Não exatamente por um óculo, mas por um mirante, o que vem a dar no mesmo. Pois foi exatamente por um mirante que os ousados membros da CPI do Apagão Aéreo da Câmara, com ampla maioria governista, iniciaram as profundas investigações para levantar as causas da bagunça nos aeroportos que infernizou a vida de milhares de usuários de aviões e do desastre, em setembro do ano passado, do Boeing da Gol no choque com o Legacy, com 154 vítimas.

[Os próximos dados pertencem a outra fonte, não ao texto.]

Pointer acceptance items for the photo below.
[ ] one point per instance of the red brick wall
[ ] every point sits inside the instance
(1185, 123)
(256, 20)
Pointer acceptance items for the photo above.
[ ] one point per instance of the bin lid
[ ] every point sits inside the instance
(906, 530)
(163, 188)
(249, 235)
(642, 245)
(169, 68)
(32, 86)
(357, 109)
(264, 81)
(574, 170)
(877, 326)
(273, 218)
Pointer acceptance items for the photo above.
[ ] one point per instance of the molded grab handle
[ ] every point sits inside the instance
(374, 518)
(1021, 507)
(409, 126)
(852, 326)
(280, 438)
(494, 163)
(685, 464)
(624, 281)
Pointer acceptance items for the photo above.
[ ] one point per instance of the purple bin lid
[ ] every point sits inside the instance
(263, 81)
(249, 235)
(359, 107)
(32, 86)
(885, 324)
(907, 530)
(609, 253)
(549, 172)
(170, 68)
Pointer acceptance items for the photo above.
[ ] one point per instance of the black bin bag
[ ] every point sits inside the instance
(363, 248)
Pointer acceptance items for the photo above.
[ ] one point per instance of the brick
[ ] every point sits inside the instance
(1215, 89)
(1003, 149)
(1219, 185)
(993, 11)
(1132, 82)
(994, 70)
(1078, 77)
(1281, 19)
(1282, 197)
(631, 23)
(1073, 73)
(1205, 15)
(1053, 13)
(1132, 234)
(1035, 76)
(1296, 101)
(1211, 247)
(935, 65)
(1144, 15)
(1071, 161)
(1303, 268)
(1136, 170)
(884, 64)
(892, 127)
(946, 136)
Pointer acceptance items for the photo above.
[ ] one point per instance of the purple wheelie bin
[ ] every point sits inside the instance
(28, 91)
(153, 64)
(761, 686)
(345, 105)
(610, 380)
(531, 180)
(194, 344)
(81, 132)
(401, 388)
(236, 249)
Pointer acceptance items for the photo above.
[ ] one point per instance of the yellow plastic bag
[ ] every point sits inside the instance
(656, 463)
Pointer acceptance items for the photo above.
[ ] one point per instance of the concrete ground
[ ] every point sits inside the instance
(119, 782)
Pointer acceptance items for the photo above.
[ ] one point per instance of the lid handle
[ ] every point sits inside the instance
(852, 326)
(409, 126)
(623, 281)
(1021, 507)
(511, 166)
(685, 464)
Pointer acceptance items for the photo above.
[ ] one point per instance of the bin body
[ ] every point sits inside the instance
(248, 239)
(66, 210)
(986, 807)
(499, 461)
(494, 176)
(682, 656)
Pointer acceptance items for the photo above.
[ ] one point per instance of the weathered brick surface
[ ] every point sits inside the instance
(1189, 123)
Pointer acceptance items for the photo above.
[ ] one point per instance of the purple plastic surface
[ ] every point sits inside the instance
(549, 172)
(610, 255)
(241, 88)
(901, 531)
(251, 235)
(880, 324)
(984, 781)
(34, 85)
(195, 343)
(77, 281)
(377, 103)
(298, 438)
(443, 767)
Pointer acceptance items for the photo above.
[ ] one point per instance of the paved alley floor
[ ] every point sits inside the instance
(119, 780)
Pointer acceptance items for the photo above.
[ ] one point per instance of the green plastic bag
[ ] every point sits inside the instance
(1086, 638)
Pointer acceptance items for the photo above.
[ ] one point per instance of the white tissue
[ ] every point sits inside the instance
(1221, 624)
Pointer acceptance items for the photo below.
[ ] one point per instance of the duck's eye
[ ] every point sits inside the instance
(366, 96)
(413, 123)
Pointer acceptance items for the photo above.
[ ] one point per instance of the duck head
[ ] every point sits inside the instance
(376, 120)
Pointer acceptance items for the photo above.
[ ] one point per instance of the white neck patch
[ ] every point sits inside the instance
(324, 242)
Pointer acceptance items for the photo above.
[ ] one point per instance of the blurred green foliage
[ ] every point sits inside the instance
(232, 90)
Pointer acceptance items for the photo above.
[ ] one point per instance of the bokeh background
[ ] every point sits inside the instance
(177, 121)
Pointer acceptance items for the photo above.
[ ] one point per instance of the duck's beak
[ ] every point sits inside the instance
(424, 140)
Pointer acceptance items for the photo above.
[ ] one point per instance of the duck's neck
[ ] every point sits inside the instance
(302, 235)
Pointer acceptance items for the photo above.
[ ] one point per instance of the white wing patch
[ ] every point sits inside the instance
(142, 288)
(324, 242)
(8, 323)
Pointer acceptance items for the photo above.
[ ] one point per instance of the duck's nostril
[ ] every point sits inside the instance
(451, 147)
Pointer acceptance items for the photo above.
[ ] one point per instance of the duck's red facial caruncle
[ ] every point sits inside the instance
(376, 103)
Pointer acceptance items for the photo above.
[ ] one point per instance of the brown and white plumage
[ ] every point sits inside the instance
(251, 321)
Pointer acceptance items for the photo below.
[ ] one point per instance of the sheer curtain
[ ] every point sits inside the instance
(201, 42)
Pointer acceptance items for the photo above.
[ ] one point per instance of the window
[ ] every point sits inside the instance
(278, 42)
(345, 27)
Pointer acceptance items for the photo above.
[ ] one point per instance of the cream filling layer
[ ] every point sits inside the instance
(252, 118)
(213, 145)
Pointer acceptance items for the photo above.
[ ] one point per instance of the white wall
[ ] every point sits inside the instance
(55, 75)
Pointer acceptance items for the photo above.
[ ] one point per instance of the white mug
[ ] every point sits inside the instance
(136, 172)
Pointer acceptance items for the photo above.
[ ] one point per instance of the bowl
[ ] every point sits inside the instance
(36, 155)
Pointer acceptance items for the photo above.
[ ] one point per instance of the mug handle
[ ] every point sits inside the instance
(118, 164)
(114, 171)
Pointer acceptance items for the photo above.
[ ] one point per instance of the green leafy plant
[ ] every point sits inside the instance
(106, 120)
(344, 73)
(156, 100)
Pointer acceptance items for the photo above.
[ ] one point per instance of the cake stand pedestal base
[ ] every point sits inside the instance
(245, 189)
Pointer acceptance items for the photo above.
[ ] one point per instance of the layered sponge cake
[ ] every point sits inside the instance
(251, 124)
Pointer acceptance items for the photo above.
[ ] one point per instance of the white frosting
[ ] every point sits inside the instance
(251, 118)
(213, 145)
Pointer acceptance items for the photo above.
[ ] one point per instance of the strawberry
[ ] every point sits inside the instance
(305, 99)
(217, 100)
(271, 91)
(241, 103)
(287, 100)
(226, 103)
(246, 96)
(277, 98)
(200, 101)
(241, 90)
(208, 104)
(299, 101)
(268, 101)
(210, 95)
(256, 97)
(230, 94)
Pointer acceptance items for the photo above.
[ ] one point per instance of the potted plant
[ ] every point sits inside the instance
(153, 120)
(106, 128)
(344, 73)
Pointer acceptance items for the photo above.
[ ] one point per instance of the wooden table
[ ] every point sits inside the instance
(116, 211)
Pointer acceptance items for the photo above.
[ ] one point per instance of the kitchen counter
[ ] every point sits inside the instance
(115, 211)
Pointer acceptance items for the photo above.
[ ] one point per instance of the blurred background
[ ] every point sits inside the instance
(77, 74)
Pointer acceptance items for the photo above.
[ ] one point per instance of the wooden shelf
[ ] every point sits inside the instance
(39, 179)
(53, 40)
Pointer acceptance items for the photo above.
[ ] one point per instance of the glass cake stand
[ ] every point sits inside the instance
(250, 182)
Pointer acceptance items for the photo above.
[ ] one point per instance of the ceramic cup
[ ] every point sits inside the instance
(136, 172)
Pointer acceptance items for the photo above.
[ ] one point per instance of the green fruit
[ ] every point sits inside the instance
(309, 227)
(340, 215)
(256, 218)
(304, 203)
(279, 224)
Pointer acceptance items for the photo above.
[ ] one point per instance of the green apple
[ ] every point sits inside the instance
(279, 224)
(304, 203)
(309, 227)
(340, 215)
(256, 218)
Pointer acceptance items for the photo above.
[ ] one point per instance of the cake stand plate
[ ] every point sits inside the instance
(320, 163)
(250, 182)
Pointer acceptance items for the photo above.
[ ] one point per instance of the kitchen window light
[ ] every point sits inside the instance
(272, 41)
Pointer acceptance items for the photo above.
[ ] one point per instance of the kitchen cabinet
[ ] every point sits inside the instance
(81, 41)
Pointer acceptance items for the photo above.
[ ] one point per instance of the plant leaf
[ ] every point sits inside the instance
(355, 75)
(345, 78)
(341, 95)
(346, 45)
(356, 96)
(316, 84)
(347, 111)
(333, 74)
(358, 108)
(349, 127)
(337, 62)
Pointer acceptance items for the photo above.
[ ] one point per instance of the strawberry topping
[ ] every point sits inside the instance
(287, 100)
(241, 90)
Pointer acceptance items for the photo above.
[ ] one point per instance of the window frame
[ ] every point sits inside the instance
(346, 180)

As autoridades da Aeronáutica deram aos deputados da CPI do Apagão o tratamento merecido, com o toque de gozação que tempera a comédia. Com os salamaleques e as cortesias devidos a tão ilustres representantes do povo ou do 1,1% do índice de confiança da última pesquisa , a turma foi recepcionada no Centro Integrado de Defesa Aérea, o Cindacta I, em Brasília. Para começo de conversa, o comandante da Força, brigadeiro Junit Saito, de comprovada energia e liderança, conduziu os deputados a uma sala para a assistir a série de palestras sobre a segurança do sistema de controle aéreo e que habilmente levaram às justas reclamações sobre o mesquinho contingenciamento de verbas, que deixa o órgão a pão e água.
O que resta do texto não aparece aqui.